How to directly send the output of a mapper-reducer to a another mapper-reducer without saving the output into the hdfs

Tags:

mahout

Problem Solved Eventually check my solution in the bottom

Recently I am trying to run the recommender example in the chaper6 (listing 6.1 ~ 6.4)from the Mahout in Action. But I encountered a problem and I have googled around but I can't find the solution.

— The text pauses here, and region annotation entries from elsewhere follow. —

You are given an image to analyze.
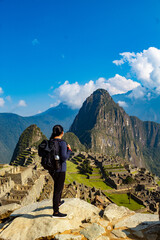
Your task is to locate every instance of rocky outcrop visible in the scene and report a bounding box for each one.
[70,89,160,175]
[0,198,160,240]
[10,124,46,166]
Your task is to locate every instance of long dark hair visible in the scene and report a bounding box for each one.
[50,125,63,139]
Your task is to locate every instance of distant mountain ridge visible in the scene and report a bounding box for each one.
[112,91,160,123]
[70,89,160,175]
[0,104,78,163]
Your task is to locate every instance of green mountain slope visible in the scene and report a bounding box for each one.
[10,124,46,165]
[0,104,77,163]
[70,89,160,175]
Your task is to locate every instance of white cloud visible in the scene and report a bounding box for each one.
[50,74,140,109]
[128,86,147,99]
[18,100,27,107]
[118,101,128,107]
[50,100,61,107]
[6,96,12,102]
[113,47,160,93]
[32,38,40,46]
[0,87,3,94]
[0,98,5,107]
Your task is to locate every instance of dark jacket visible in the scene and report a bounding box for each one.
[51,138,71,172]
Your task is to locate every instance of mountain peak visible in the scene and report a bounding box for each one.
[10,124,46,164]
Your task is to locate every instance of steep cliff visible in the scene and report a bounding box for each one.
[10,124,46,166]
[70,89,160,173]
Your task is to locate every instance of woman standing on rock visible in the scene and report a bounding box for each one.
[49,125,72,218]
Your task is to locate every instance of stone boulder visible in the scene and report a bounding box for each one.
[103,203,135,222]
[0,198,100,240]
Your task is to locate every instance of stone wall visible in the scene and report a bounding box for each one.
[0,177,14,198]
[21,175,45,205]
[6,167,32,185]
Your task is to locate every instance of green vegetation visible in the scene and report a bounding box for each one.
[65,161,112,190]
[63,132,86,152]
[78,159,93,174]
[106,193,144,211]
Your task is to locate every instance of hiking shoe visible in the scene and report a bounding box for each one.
[59,200,64,206]
[52,212,67,218]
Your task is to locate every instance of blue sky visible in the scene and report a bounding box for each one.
[0,0,160,116]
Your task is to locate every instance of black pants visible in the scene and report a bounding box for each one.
[50,172,66,212]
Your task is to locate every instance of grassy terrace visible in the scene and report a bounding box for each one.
[106,194,144,211]
[65,161,111,190]
[65,158,143,211]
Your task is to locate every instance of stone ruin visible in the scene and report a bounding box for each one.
[62,181,112,209]
[0,166,45,205]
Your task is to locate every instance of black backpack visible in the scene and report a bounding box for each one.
[38,139,61,171]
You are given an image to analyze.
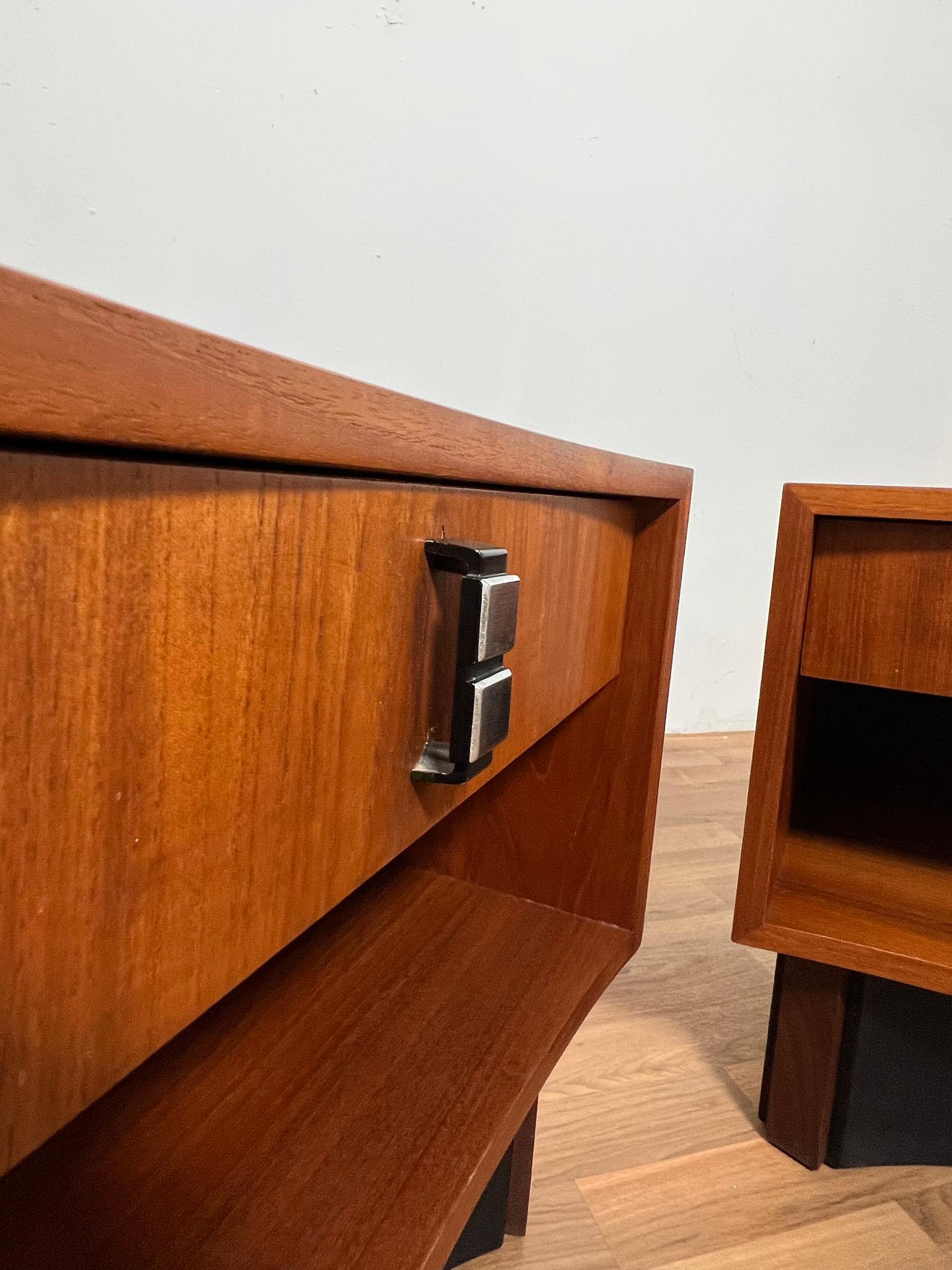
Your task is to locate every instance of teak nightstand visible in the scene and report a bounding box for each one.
[734,485,952,1167]
[0,272,690,1270]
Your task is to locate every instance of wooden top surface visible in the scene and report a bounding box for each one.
[785,482,952,521]
[0,269,690,498]
[0,864,632,1270]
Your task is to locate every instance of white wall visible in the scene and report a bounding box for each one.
[0,0,952,730]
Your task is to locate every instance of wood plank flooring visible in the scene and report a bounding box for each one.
[474,733,952,1270]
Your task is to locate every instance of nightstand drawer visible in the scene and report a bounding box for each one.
[801,517,952,696]
[0,453,642,1160]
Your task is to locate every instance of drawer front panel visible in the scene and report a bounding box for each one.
[0,453,631,1170]
[801,517,952,696]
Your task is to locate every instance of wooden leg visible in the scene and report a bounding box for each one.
[505,1100,538,1235]
[760,956,849,1168]
[444,1103,538,1270]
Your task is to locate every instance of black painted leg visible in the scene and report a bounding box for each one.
[760,957,952,1168]
[446,1103,538,1270]
[826,974,952,1168]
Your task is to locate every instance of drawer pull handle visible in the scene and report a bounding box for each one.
[412,540,519,785]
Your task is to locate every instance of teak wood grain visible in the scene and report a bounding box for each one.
[0,270,690,1270]
[0,453,632,1170]
[801,517,952,696]
[760,956,849,1168]
[0,269,690,498]
[0,863,628,1270]
[734,485,952,992]
[413,499,688,946]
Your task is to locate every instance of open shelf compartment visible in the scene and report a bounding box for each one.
[767,678,952,978]
[0,863,632,1270]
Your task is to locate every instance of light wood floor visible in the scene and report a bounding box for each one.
[474,733,952,1270]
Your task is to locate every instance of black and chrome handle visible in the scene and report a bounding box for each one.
[412,538,519,785]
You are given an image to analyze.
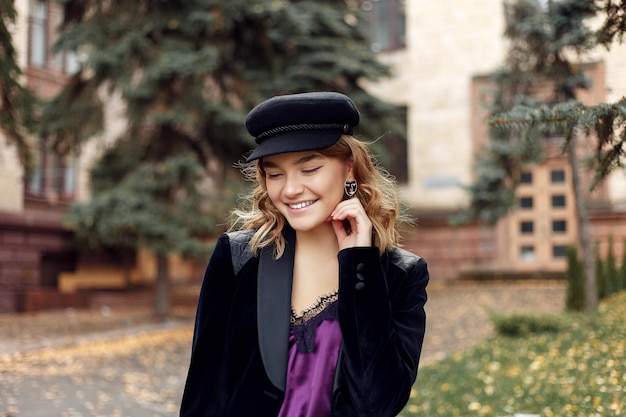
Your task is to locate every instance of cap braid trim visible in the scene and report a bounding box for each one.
[256,123,350,141]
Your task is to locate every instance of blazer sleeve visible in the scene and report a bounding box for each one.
[335,247,429,417]
[180,234,240,417]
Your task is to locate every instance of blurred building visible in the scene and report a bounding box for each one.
[363,0,626,280]
[0,0,197,312]
[0,0,626,311]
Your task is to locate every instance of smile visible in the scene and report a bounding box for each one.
[289,200,317,210]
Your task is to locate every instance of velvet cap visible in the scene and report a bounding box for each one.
[246,92,360,162]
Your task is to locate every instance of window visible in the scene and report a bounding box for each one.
[519,221,535,234]
[383,107,409,184]
[26,141,76,201]
[361,0,406,52]
[28,0,49,68]
[519,197,533,209]
[28,0,80,74]
[552,220,567,233]
[520,245,535,262]
[552,245,567,258]
[550,169,565,184]
[519,171,533,184]
[552,194,565,208]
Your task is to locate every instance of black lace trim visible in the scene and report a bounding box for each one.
[291,291,339,353]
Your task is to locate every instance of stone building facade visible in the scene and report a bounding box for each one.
[370,0,626,279]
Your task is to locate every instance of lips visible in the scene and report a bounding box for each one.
[289,200,317,210]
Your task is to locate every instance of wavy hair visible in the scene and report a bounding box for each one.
[229,135,409,259]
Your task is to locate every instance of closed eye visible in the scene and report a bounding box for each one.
[302,165,322,174]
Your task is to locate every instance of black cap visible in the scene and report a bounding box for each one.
[246,92,360,162]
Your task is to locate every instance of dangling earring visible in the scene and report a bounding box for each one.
[343,180,358,198]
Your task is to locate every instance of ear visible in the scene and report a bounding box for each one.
[346,157,354,178]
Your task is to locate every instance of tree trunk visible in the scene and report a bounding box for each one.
[154,253,170,322]
[568,132,598,314]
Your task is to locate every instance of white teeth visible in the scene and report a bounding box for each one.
[289,201,314,210]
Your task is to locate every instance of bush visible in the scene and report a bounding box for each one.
[490,313,566,337]
[565,246,585,311]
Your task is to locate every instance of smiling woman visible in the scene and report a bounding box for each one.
[181,92,429,417]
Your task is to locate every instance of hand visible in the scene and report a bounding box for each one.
[329,198,372,250]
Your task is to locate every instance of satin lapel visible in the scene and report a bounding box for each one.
[257,231,295,391]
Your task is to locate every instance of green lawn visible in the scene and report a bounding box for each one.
[400,291,626,417]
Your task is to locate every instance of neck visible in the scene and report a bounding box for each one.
[296,223,339,254]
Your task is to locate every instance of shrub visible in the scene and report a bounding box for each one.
[565,245,585,311]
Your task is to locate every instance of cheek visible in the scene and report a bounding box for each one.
[265,182,280,206]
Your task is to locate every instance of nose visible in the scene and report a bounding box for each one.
[283,175,304,198]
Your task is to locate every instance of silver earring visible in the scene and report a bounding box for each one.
[343,180,358,198]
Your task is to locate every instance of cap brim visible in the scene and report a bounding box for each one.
[246,129,343,162]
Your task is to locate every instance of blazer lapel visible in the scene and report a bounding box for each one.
[257,227,295,392]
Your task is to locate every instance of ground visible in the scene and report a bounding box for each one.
[0,281,565,417]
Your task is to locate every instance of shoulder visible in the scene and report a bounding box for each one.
[385,247,426,272]
[222,230,254,275]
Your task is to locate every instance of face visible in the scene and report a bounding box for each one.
[261,151,351,232]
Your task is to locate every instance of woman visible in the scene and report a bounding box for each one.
[181,93,429,417]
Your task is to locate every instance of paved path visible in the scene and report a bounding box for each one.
[0,282,564,417]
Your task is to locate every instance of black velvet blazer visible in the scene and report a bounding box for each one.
[180,231,429,417]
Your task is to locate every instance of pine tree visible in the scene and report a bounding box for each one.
[0,0,36,171]
[42,0,398,315]
[457,0,626,313]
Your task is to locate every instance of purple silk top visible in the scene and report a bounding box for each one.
[278,293,341,417]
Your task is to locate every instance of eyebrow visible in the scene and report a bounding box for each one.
[262,153,322,168]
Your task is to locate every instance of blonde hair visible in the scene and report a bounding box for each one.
[230,135,408,258]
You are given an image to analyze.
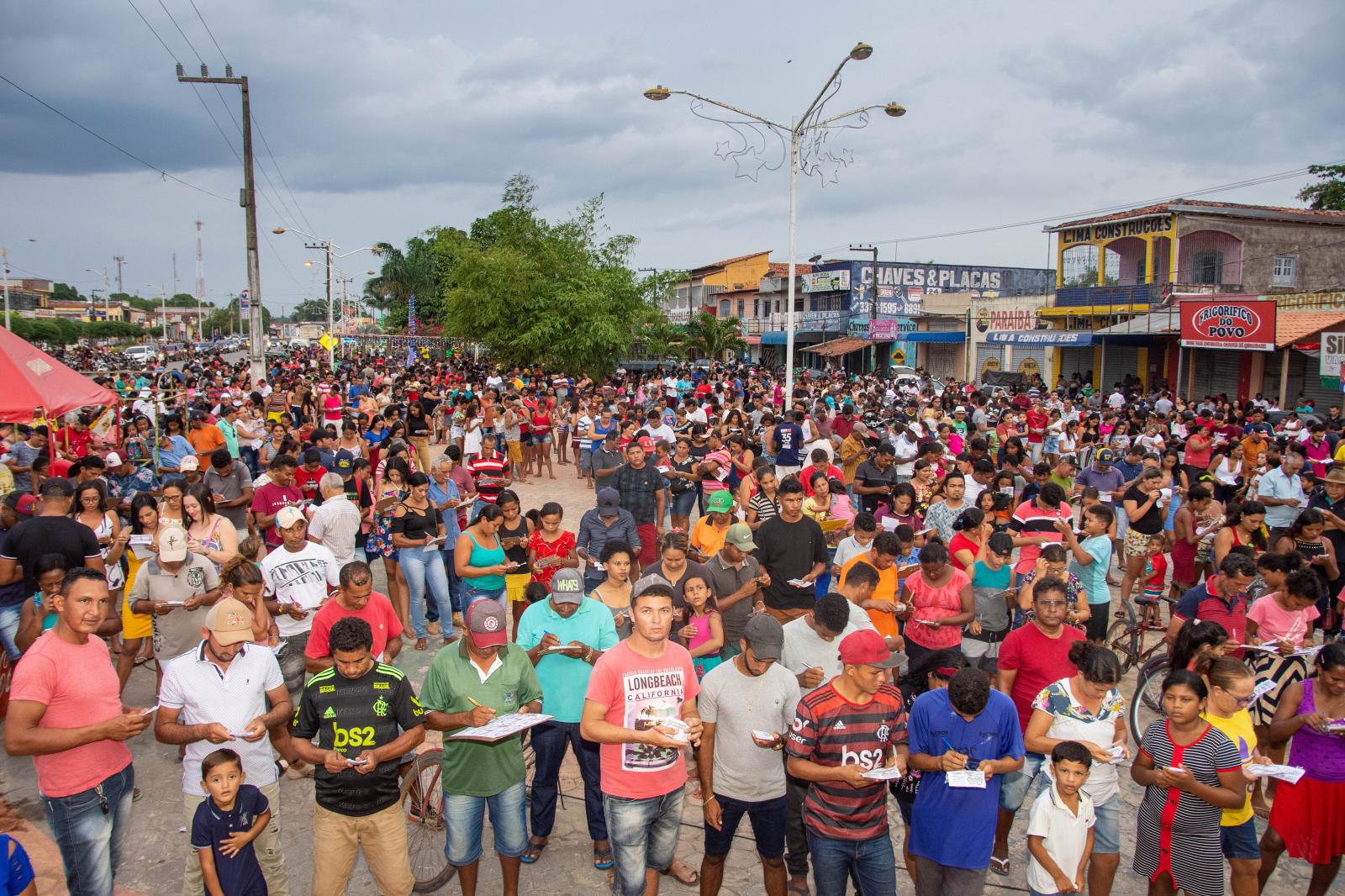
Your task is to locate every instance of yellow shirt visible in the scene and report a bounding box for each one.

Here is the problem: I have a pair of mapper-reducer

public final class WikipediaToItemPrefsMapper extends
    Mapper<LongWritable, Text, VarLongWritable, VarLongWritable> {

private static final Pattern NUMBERS = Pattern.compile("(\\d+)");

@Override
protected void map(LongWritable key, Text value, Context context)
        throws IOException, InterruptedException {
    String line = value.toString();
    Matcher m = NUMBERS.matcher(line);
    m.find();
    VarLongWritable userID = new VarLongWritable(Long.parseLong(m.group()));
    VarLongWritable itemID = new VarLongWritable();
    while (m.find()) {
        itemID.set(Long.parseLong(m.group()));
        context.write(userID, itemID);
    }
}
}

public class WikipediaToUserVectorReducer
    extends
    Reducer<VarLongWritable, VarLongWritable, VarLongWritable, VectorWritable> {

public void reduce(VarLongWritable userID,
        Iterable<VarLongWritable> itemPrefs, Context context)
        throws IOException, InterruptedException {
    Vector userVector = new RandomAccessSparseVector(Integer.MAX_VALUE, 100);
    for (VarLongWritable itemPref : itemPrefs) {
        userVector.set((int) itemPref.get(), 1.0f);
    }
    context.write(userID, new VectorWritable(userVector));
}
}

The reducer output a userID and a userVector and it looks like this: 98955 {590:1.0 22:1.0 9059:1.0 3:1.0 2:1.0 1:1.0}

Then I want to use another pair of mapper-reducer to process this data

public class UserVectorSplitterMapper
    extends
    Mapper<VarLongWritable, VectorWritable, IntWritable, VectorOrPrefWritable> {

public void map(VarLongWritable key, VectorWritable value, Context context)
        throws IOException, InterruptedException {
    long userID = key.get();
    Vector userVector = value.get();
    Iterator<Vector.Element> it = userVector.iterateNonZero();
    IntWritable itemIndexWritable = new IntWritable();
    while (it.hasNext()) {
        Vector.Element e = it.next();
        int itemIndex = e.index();
        float preferenceValue = (float) e.get();
        itemIndexWritable.set(itemIndex);
        context.write(itemIndexWritable, 
                new VectorOrPrefWritable(userID, preferenceValue));
    }
}
}

When I try to run the job, it cast error says

org.apache.hadoop.io.Text cannot be cast to org.apache.mahout.math.VectorWritable

the first mapper-reducer write the output into the hdfs, and the second mapper-reducer try to read the output, the mapper can cast the 98955 to VarLongWritable, but can't convert {590:1.0 22:1.0 9059:1.0 3:1.0 2:1.0 1:1.0} to VectorWritable, So I am wondering is there a way to make the first mapper-reducer directly send the output to the second pair, then there is no need to do the data converting. I have looked up Hadoop in action, and hadoop: the definitive guide, it seems there is no such a way to do that, any suggestions?

Problem solved

Solution: By using SequenceFileOutputFormat, we can output and save the reduce result of the first MapReduce workflow on the DFS, then the second MapReduce workflow can read the temporary file as input by using SequenceFileInputFormat class as parameter when creating the mapper. Since the vector would be saved in binary sequence file which has specific format, the SequenceFileInputFormat can read it and transform it back to vector format.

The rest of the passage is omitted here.